トップアスリートやシンガー・ソングライターらが相次いで闘病を公表した「白血病」-。血液のがんであるこの病気の発生率は、年々上昇しているといいます。その病因は不明のケースが多く、検査、治療も長期間に及びます。米国の血液内科マニュアルを独学で修得した、自称「さすらいの血液内科医」、東京品川病院血液内科副部長・若杉恵介氏(48)が「白血病を知ろう!」と題して、この病気をわかりやすく解説します。

  ◇   ◇   ◇  

白血病は血液中の細胞の成分の元になる造血幹細胞が腫瘍化=「がん」になった病気です。がんになると、体の中でその細胞が勝手に増えてしまい、普通の細胞の邪魔をする状態と考えてください。

多くは骨髄という骨の中の血を作る場所で病気の細胞が増えるため、うまく血液の成分が作れなくて貧血や血小板減少が起きてしまいます。また増加した白血球細胞の作る炎症性物質などの影響により、発熱、凝固障害、組織障害を起こします。その結果、だるさや風邪のような症状や、鼻血や下血などを引き起こします。

一般的に、がんは遺伝子の変異によってその細胞を増やす働きをする増殖因子によって引き起こされるといわれます。白血病の中で、慢性骨髄性白血病はまさにこの機序(仕組み)で、「BCR-ABL」(ビーシーアールエイブル)という増殖に関わる遺伝子が融合して発病するタイプです。増殖が盛んな割には、病名が示すとおり「慢性」の経過になります。

逆に「急性」の白血病の多くは、実は増殖がそれほど盛んではありません。急性白血病細胞が増加する一番の原因は、細胞としての寿命の延長なのです。もともと白血球は、成熟すると10日程度で寿命により壊れます。その寿命が延長されることで、骨髄の中で白血病細胞があふれるのです。良い例えかどうかわかりませんが、「急性」は、学生が進級できず留年を繰り返して、卒業できずキャンパスにあふれた状態、と理解してください。これはもう授業が成り立ちません。卒業生もいないので、経営も成り立ちません。

一方、「慢性」は入学定員を増やした状態みたいなもの。教室は混んでいますが一応教育はなされ、卒業生も出ます。教員たちは大変ですが、なんとか経営できる状態となります。しかし、経営者がどんどん入学者を増やすと、教室や教員の限界を超えてしまうと「急性」に近い状態になってしまうでしょう。

医者がわかりやすく説明しようとすると、かえってわかりにくくなったかもしれません…。

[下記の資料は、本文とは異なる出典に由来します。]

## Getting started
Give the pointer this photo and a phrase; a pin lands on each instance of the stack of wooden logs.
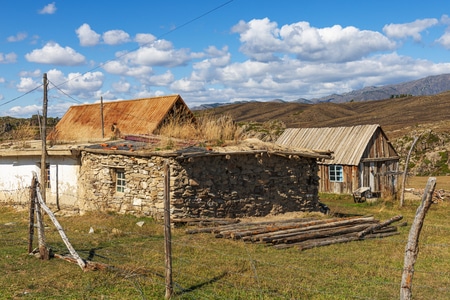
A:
(304, 233)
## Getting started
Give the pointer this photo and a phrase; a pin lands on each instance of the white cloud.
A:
(49, 9)
(35, 73)
(87, 36)
(76, 83)
(116, 37)
(144, 38)
(412, 29)
(184, 85)
(8, 58)
(24, 111)
(53, 53)
(444, 40)
(160, 53)
(162, 80)
(122, 86)
(262, 40)
(27, 84)
(120, 67)
(18, 37)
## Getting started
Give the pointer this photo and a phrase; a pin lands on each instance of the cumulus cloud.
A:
(144, 38)
(262, 40)
(122, 86)
(120, 67)
(35, 73)
(184, 85)
(18, 37)
(82, 85)
(53, 53)
(413, 29)
(8, 58)
(444, 40)
(87, 36)
(116, 37)
(49, 9)
(159, 53)
(164, 79)
(26, 84)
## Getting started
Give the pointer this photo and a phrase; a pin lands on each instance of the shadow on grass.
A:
(200, 285)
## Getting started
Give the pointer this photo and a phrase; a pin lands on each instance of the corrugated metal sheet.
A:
(141, 116)
(347, 143)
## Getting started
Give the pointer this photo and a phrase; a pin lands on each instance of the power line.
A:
(124, 54)
(23, 95)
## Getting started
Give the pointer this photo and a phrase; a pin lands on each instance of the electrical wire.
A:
(123, 55)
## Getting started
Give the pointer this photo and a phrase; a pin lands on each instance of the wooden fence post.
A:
(167, 232)
(31, 217)
(405, 173)
(412, 247)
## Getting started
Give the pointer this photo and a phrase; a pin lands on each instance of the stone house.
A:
(124, 174)
(256, 180)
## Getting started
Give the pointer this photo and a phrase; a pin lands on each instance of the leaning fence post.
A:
(412, 247)
(405, 172)
(167, 233)
(31, 217)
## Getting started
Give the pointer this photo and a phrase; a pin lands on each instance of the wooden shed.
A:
(115, 119)
(362, 157)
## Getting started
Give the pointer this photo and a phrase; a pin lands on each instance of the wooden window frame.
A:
(119, 180)
(336, 173)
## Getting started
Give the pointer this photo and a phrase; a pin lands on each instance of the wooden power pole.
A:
(101, 114)
(44, 140)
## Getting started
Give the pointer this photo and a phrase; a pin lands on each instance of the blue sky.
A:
(212, 51)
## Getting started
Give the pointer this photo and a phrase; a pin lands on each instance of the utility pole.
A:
(101, 113)
(44, 140)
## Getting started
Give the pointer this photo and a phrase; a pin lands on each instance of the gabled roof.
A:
(346, 143)
(141, 116)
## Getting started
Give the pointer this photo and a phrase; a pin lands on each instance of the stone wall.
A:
(228, 185)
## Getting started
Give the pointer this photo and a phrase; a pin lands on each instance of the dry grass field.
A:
(205, 267)
(419, 182)
(396, 116)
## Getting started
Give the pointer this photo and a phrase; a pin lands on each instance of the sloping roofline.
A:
(347, 143)
(140, 116)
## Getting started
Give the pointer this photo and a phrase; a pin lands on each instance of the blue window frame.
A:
(336, 173)
(120, 181)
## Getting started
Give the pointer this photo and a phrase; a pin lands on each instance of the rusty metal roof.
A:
(346, 143)
(141, 116)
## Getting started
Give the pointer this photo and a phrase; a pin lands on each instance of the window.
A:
(336, 174)
(120, 181)
(47, 169)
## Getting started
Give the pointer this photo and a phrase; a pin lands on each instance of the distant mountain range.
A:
(430, 85)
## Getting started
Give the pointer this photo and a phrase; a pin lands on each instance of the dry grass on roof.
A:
(141, 116)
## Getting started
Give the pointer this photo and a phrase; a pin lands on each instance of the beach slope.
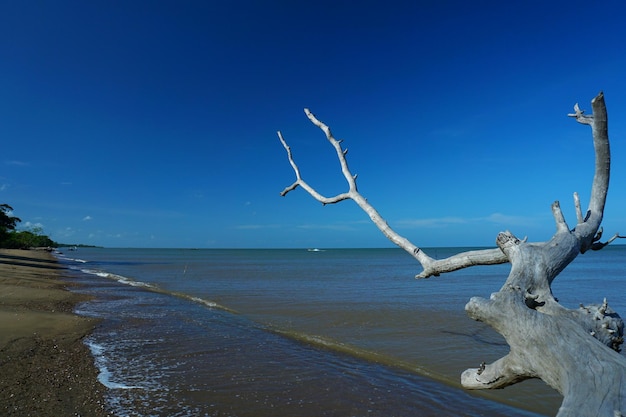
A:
(45, 369)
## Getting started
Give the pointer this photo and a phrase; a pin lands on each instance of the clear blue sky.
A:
(153, 124)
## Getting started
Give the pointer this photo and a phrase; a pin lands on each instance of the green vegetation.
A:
(12, 239)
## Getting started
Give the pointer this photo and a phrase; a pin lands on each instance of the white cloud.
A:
(17, 163)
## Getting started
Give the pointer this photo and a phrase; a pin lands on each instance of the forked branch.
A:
(432, 267)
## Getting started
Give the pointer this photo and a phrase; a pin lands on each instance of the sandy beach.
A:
(45, 369)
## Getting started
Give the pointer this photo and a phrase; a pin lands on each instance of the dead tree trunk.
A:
(573, 351)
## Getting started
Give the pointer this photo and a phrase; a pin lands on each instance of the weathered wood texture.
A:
(573, 351)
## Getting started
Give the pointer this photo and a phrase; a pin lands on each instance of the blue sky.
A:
(153, 124)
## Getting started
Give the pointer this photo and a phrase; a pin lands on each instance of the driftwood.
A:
(573, 351)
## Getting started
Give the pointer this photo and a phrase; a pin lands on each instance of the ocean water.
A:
(344, 332)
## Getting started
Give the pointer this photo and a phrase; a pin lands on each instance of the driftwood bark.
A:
(573, 351)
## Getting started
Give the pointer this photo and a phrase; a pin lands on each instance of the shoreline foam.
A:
(45, 368)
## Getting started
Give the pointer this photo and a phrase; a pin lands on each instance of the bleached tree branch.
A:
(431, 267)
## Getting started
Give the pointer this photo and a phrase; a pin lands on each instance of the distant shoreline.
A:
(45, 368)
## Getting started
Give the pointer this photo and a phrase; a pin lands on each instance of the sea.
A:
(306, 333)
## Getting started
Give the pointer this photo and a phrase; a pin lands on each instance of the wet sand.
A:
(45, 369)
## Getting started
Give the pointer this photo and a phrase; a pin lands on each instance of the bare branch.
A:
(431, 266)
(586, 230)
(599, 245)
(579, 213)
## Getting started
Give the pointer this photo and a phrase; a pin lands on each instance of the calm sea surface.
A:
(345, 332)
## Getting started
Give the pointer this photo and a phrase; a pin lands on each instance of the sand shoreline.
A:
(45, 368)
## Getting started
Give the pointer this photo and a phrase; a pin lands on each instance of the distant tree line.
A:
(11, 238)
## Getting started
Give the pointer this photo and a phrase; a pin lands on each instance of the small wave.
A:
(119, 278)
(154, 288)
(104, 375)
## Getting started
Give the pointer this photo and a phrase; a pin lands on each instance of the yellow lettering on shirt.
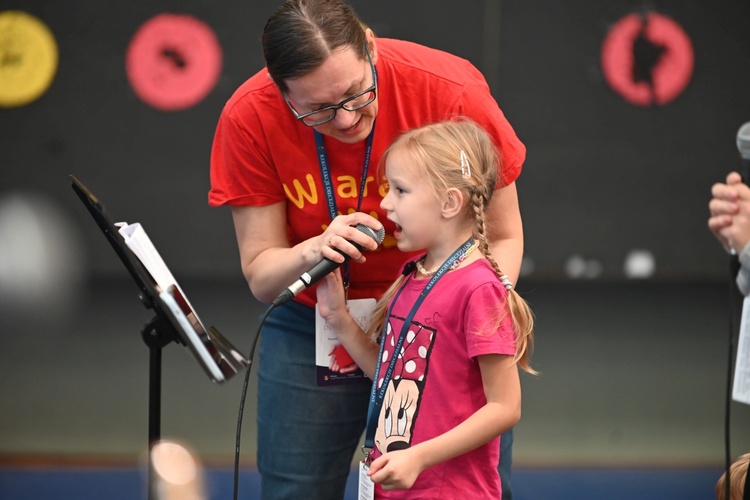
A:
(301, 195)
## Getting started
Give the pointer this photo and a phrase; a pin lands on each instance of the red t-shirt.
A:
(262, 155)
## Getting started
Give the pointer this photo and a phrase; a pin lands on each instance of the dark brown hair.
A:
(301, 34)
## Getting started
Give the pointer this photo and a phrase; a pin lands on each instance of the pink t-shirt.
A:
(436, 382)
(262, 155)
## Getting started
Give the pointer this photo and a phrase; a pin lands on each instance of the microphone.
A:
(325, 267)
(743, 144)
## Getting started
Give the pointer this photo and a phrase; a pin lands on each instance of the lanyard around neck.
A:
(325, 174)
(378, 395)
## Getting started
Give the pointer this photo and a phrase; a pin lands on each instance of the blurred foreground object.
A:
(178, 474)
(40, 263)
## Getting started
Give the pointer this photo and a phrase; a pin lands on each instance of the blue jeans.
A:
(506, 461)
(307, 435)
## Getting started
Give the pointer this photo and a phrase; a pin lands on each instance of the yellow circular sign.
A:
(28, 58)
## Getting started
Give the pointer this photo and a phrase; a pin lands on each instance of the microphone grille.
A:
(743, 141)
(378, 235)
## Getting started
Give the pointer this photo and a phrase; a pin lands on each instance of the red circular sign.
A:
(173, 61)
(647, 59)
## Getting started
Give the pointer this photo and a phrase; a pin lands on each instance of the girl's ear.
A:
(453, 203)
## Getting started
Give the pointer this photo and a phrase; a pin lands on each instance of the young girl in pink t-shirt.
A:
(445, 341)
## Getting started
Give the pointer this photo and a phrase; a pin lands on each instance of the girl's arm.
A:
(332, 307)
(502, 387)
(505, 230)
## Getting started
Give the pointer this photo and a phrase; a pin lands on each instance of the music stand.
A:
(174, 321)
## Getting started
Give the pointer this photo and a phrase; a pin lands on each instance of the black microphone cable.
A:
(243, 397)
(733, 328)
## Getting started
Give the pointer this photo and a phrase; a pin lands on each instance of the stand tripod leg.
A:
(156, 334)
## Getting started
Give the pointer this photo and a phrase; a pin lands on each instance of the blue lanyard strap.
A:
(378, 395)
(325, 175)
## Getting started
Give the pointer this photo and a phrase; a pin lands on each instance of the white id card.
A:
(333, 364)
(741, 386)
(366, 486)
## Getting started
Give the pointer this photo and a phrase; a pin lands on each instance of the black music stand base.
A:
(156, 334)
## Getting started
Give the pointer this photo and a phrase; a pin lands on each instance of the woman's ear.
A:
(453, 203)
(371, 45)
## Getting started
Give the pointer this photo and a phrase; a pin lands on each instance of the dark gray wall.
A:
(602, 176)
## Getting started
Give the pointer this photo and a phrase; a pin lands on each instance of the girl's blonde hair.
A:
(460, 154)
(737, 478)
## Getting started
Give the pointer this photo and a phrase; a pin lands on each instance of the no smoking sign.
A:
(647, 59)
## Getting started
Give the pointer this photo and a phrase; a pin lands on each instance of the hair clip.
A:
(506, 282)
(465, 166)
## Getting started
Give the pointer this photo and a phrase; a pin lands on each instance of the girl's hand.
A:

◆若杉恵介(わかすぎ・けいすけ)1971年(昭46)東京都生まれ。96年、東京医科大学医学部卒。病理診断学を研さん後、臨床医として同愛記念病院勤務。米国の血液内科マニュアルに準拠して白血病治療をほぼ独学で学ぶ。多摩北部医療センターなどを経て、18年から現職の東京品川病院血液内科副部長。自称「さすらいの血液内科医」。趣味は喫茶店巡りと読書。特技はデジタル機器収集。